Ceilings that Reach High
Ceilings are gaining clout as a design feature, and that can be used for a sleep advantage. A tall ceiling creates a feeling of space even in the small bedrooms that may come with shrinking urban home designs. Details like skylights or windows at the roofline not only draw the eye skyward but disperse natural light throughout the room. As long as that light isn’t directed toward the bed, that can build an airy serenity that’s almost spa-like in its effect. High ceilings are another way to create that seamless flow to the outdoors, but instead of it being earthbound, it’s connecting the homebuyer with the heavens.
Declutter Through Design and Storage Space
Clutter does more than make it hard to find stuff. For some people, it can make it hard to get to or sleep in the bed. Mentally, clutter creates a dissounance that doesn’t allow the mind or body to relax. Today’s designs lean toward minimalism, which doesn’t leave much space for storage despite the fact that possessions breed and grow on their own. However, here’s another area where design can help.
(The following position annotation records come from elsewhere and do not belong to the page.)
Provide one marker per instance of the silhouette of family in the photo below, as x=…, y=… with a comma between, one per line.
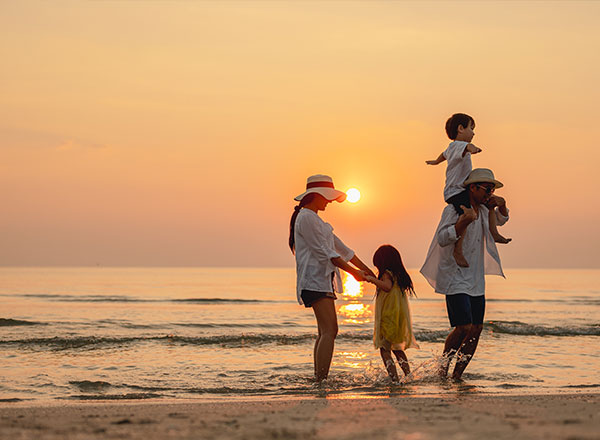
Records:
x=462, y=252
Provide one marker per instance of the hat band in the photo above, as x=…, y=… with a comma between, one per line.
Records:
x=319, y=185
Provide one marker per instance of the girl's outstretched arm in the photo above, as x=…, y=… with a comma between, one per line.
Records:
x=439, y=159
x=385, y=283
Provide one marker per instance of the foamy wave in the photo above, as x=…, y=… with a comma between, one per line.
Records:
x=523, y=329
x=16, y=322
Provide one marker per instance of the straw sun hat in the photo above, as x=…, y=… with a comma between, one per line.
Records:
x=482, y=175
x=322, y=184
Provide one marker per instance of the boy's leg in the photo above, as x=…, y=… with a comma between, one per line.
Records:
x=403, y=361
x=467, y=350
x=458, y=255
x=386, y=355
x=498, y=238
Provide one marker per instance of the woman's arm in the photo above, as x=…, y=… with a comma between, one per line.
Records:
x=358, y=263
x=357, y=274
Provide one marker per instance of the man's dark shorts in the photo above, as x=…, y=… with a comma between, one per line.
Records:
x=465, y=309
x=459, y=199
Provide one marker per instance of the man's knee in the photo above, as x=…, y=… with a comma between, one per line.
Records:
x=476, y=329
x=330, y=331
x=464, y=329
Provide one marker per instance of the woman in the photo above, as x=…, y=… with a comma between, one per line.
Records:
x=319, y=253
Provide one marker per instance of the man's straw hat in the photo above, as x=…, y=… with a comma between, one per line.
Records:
x=482, y=175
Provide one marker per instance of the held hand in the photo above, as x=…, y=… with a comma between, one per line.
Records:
x=469, y=213
x=494, y=201
x=473, y=149
x=370, y=279
x=358, y=275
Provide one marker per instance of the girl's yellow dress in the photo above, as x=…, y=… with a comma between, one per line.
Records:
x=393, y=326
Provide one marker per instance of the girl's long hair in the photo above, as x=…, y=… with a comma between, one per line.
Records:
x=387, y=257
x=305, y=201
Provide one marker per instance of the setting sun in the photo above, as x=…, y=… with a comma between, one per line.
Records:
x=353, y=195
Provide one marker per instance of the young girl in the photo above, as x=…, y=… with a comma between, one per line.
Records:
x=393, y=327
x=319, y=253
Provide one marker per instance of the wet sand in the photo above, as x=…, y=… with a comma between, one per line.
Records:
x=464, y=416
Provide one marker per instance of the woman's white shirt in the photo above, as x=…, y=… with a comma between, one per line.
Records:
x=316, y=245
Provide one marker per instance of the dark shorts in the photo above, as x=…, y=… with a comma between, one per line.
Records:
x=458, y=200
x=309, y=297
x=465, y=309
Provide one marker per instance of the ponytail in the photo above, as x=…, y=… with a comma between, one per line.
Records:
x=305, y=201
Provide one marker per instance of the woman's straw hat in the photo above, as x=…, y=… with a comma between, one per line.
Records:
x=322, y=184
x=482, y=175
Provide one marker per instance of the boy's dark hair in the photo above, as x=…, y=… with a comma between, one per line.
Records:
x=454, y=121
x=388, y=258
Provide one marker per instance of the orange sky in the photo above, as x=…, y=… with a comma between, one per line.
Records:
x=177, y=133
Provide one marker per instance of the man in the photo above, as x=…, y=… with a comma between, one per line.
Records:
x=464, y=287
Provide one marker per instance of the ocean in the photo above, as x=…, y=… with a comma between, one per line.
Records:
x=187, y=333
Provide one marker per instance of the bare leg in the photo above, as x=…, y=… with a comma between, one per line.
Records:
x=324, y=310
x=403, y=361
x=498, y=238
x=458, y=255
x=457, y=252
x=453, y=343
x=386, y=355
x=315, y=351
x=467, y=350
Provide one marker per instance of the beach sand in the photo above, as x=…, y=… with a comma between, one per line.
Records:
x=463, y=416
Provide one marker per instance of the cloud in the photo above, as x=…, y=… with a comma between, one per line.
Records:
x=11, y=137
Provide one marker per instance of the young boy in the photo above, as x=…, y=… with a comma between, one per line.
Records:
x=459, y=128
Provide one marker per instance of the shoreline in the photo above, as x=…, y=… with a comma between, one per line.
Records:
x=460, y=416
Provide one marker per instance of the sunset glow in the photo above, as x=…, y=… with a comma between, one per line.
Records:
x=353, y=195
x=352, y=288
x=192, y=119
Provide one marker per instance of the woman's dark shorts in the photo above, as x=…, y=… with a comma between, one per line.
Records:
x=309, y=297
x=465, y=309
x=459, y=199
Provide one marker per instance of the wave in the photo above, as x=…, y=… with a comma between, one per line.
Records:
x=523, y=329
x=17, y=322
x=233, y=341
x=128, y=396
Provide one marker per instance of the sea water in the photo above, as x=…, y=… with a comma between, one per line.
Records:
x=180, y=333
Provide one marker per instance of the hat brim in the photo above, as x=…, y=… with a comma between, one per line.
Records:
x=329, y=193
x=497, y=183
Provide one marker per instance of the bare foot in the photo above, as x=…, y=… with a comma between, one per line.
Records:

- Built-in closet organizers add value and incredible storage space.
- En-suites that include a closet in the bathroom prevent closet clutter from spreading into the sleeping space.
- Don’t forget about under bed storage. Minimalist designs may call for a bed that’s close to the ground but raise it a few inches, and you’ve got extra storage that’s out of sight. Top it with a comfortable mattress and homeowners can have a mind (and bedroom) free from a distracting mess.
Plan for Imperfection
Perfection isn’t always the ideal. Designs that use organic imperfections bring a natural touch that goes beyond anything decor could do. Cement walls that mimic natural stone or wood beams that are left open with exposed imperfections have a naturally calming presence. A sense of nature in a highly planned process has architectural magic of its own.
A restful bedroom doesn’t need to be boring or traditional. The modern buyer is ready for design trends that feel progressive but don’t compromise the most basic of needs like sleep. Subtle and not so subtle connections to nature and designs that plan for the lifestyle of a high-tech world will give homeowners space for growth and sleep.